PHP has reigned and will continue to reign as one of the main development technologies preferred by developers around the world. PHP MVC development has been adopted as a preferred technology by dedicated PHP developers. The sheer simplicity of coding and the amount of flexibility this technology offers makes it an attractive prospect for companies offering software development services abroad. Until now, it was thought that the code developed by PHP for web applications was safe from virus, malware and Trojan attacks. Time to rethink that belief again!

PHP.Kryptik.AB is a new malware that has been making the rounds on the web and sneaking into unsuspecting FTP clients. The chink in the armor that this Trojan exploits is part of the FTP client’s habit of storing FTP login credentials unencrypted. The information obtained is sent to a remote host that accesses the FTP servers and begins to attach PHP-based web pages by inserting a JavaScript code snippet that is triggered every time a user lands on the website. Among other problems this causes, the most serious ones include download failures in Mozilla Firefox browsers that render the website unusable through a connection reset.

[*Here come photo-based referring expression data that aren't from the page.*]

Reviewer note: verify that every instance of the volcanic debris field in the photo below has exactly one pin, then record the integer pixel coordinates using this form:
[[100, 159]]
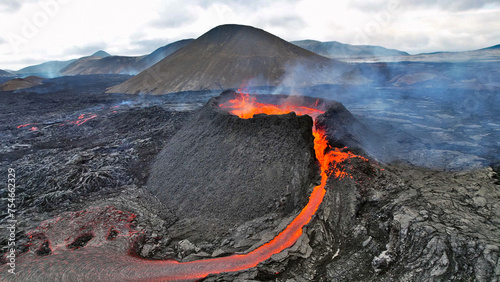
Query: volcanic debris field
[[103, 186]]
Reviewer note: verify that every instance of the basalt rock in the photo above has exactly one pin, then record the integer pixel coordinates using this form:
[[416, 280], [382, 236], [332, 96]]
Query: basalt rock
[[222, 169]]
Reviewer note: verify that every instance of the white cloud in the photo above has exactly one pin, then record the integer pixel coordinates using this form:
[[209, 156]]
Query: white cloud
[[129, 27]]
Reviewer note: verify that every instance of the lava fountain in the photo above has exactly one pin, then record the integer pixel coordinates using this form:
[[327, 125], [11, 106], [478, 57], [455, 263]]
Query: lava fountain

Another headache this causes is an automatic update to Google’s safe browsing list as a website that “contains malware.” The danger is that this Trojan affects all known files in the FTP directory. Fortunately, this problem is now beyond repair and can be resolved.

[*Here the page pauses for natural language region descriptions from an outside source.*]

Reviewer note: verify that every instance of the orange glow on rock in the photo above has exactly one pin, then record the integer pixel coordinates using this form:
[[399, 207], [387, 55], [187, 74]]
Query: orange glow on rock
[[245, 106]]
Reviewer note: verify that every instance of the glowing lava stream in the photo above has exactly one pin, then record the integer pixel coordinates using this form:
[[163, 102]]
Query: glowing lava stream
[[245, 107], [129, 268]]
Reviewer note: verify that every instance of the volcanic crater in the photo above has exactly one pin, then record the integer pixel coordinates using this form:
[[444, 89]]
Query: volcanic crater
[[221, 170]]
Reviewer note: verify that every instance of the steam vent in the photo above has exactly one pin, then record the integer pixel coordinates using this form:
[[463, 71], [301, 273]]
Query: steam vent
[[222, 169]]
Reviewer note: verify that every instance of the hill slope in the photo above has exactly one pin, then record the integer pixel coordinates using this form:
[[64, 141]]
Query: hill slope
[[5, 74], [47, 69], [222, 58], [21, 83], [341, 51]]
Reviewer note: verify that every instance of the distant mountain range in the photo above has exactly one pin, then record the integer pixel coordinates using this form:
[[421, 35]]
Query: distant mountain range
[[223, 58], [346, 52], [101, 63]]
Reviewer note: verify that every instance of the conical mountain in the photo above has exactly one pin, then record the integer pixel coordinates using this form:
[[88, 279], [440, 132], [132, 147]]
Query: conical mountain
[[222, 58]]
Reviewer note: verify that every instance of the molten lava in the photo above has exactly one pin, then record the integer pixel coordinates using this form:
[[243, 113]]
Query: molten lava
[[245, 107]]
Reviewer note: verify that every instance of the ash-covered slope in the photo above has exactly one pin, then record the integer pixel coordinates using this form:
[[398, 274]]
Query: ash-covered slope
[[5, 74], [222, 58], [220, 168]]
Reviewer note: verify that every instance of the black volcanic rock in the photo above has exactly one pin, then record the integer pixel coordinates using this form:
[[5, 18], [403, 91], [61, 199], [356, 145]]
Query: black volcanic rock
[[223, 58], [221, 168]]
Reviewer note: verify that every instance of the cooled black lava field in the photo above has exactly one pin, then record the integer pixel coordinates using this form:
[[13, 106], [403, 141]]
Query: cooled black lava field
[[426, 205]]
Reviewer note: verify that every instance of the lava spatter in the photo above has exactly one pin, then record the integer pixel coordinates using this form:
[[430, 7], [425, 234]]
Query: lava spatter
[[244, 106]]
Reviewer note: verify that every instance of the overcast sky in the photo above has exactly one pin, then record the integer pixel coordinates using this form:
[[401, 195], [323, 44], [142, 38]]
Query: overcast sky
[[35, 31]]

Change your FTP password, especially from your FTP hosting provider, which also has the same password policy for control panel access.

It modifies, edits and overwrites every file that has been infected. Do not rely on the update mechanisms provided by your provider and they may not be able to perform a complete overwrite.

Run a debug script if it is available on the server. If not, download all the files and run the scripts locally.

Ways to prevent this type of infection are to use antivirus protection, select trusted sources for downloading software, and get out of the habit of storing FTP login credentials on the server. There are many PHP development companies providing state-of-the-art offshore software development services to clients all over the world because the demand for PHP MVC development architecture has been recognized by many esteemed clients all over the world.

These thousand days of web design companies are providing their services because the demand for PHP, ASP.NET, MySQL and iPhone development is very high.